For the past month I have been attending a Pentacostal Church. It was almost a year to the day that I disassociated from the Jehovah’s Witnesses and since then I had not entered a church. I knew that I wanted to join another but I just wasn’t sure which one. None exactly jumped out at me so deciding to just go and see what it was like was pretty huge for me.
My first impressions were encouraging. Friendly people and sincere. No cliques that I could see (very common in Kingdom Halls) also the place was really well equipped and obviously well looked after, they made things comfortable for you. The chairs were good quality and comfy, there was a live band and singers. There is a Sunday school, and lovely well equipped crèche. You can sign your kiddie in and fetch them after the service. The crèche is positioned at the back and above the chairs so you can still see and hear what is going on if you stay in thcrèche.
I’ve been comparing my experience with the Jw’s all the time while I’m there, and over and over again I’m shown how wrong the Jw’s are. Their Kingdom Halls are spare and functional, no extra stuff – its almost as if you should just be grateful you have a chair, and a place to meet. The one I was last in, didn’t have a mothers room or even a changing station. This church has a whole room just for mothers to change nappies. Their ladies toilet is huge with lots of pegs to hang your coats. They also facilitate a playgroup during the week. That is just the bit I know that they do for the community. The church is there to help and support the community, and it really does that!
Jehovah’s Witnesses don’t have playgroups, or anything AT ALL to help the community expect to offer their magazines. they don’t do soup kitchens they don’t even give money to a beggar, they will give him a tract.
Overall Jw’s look so much more like a business, with sales people dressed properly in suits and ties and the woman always have to wear skirts. I have been wearing jeans to church! As long as you’re neat and clean it doesn’t matter!
The singing/songs in the kingdom hall sound like they are from the 1940’s. They are all in minor keys. Everyone is so somber. Now its loud and joyful and hands being raised. It’s so much happier and more free.

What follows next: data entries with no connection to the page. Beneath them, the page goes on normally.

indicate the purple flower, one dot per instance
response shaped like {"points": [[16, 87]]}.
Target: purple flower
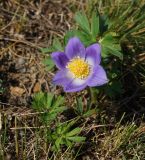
{"points": [[79, 67]]}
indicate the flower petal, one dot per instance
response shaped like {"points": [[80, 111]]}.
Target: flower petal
{"points": [[60, 59], [75, 85], [98, 77], [62, 78], [93, 54], [75, 48]]}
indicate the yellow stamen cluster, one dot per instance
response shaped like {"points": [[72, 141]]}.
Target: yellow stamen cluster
{"points": [[79, 68]]}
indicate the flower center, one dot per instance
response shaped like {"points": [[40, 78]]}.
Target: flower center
{"points": [[79, 68]]}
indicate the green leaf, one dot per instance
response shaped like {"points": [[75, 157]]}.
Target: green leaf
{"points": [[47, 50], [73, 132], [85, 38], [76, 139], [95, 25], [49, 99], [110, 45], [82, 21], [79, 105], [58, 142], [89, 113]]}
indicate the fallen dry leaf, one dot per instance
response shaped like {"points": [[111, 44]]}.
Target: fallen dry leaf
{"points": [[16, 91]]}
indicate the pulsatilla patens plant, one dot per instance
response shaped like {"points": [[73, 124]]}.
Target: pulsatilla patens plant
{"points": [[55, 132]]}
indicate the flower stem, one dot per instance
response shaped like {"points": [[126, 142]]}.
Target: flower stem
{"points": [[93, 93]]}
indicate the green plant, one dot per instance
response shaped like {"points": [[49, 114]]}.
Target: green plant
{"points": [[49, 106], [55, 132]]}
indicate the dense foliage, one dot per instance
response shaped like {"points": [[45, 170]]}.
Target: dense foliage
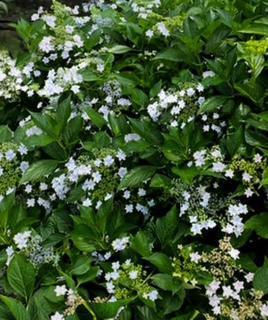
{"points": [[133, 162]]}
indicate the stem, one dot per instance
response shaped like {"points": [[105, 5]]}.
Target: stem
{"points": [[195, 315], [85, 304]]}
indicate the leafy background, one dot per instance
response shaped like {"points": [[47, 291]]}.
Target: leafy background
{"points": [[135, 174]]}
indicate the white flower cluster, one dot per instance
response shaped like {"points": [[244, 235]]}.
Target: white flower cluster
{"points": [[113, 100], [120, 244], [73, 300], [31, 246], [61, 80], [11, 78], [200, 199], [145, 8], [235, 223], [128, 272], [138, 201], [180, 106]]}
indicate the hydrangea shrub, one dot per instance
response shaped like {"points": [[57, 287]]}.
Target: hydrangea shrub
{"points": [[133, 162]]}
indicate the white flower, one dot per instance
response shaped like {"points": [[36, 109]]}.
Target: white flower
{"points": [[31, 203], [195, 257], [60, 290], [96, 177], [57, 316], [199, 157], [162, 29], [28, 188], [110, 287], [190, 92], [10, 254], [218, 167], [249, 277], [10, 155], [100, 67], [264, 310], [227, 291], [121, 155], [208, 74], [21, 239], [46, 45], [35, 17], [87, 203], [126, 194], [49, 20], [153, 295], [23, 149], [246, 177], [108, 161], [122, 172], [238, 285], [120, 244], [149, 33], [24, 165], [69, 29], [129, 208], [229, 173], [257, 158], [132, 137], [141, 192], [234, 253], [133, 275], [248, 193]]}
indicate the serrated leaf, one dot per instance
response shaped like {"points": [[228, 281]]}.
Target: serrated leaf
{"points": [[137, 176], [119, 49], [17, 309], [21, 276], [38, 170], [259, 223], [212, 104], [260, 281]]}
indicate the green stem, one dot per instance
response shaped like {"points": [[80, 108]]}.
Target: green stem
{"points": [[85, 304]]}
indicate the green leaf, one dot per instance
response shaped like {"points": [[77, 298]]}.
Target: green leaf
{"points": [[147, 130], [186, 174], [260, 281], [259, 223], [141, 243], [21, 276], [212, 104], [38, 170], [166, 226], [255, 28], [17, 309], [95, 117], [108, 310], [63, 111], [160, 181], [161, 261], [46, 123], [89, 76], [171, 54], [137, 176], [265, 177], [119, 49], [118, 124], [167, 282], [5, 134]]}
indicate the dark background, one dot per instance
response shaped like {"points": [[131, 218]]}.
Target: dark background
{"points": [[18, 9], [24, 8]]}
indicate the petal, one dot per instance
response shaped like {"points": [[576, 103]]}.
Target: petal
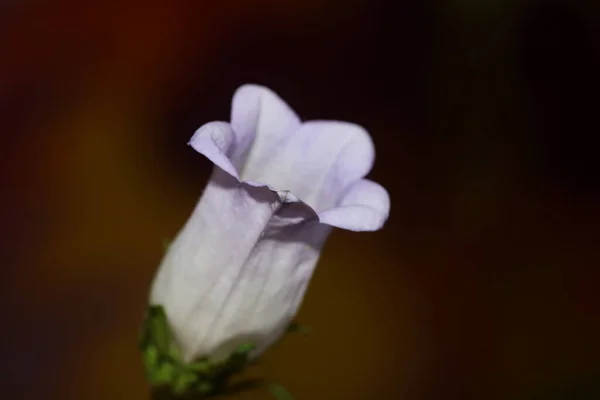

At Kingdom Halls you are lugging a books around with you, books and magazines that get studied far more than the Bible. You have to read and prepare for every meeting, its time and labour intensive. Now I just take my bible and an open heart.
When I was still ‘in’ as a witness I had huge amounts of guilt. I wasn’t doing field service enough, I wasn’t doing enough preparation, reading, attending enough meetings, and on and on. Now there is no more guilt. I actually know for once that I am good enough and if Jesus made a plan to pull me out of that cult that I’ll trust Him to show me the rest. I’ve been thinking a lot about what my calling is.. I was a bookkeeper, I’m good at organizing people’s papers and sorting out admin. I can write (I am currently busy with a fantasy novel about leaving a cult). I do know I love helping people, so for now I’ll pitch in wherever. I have faith I will find my calling.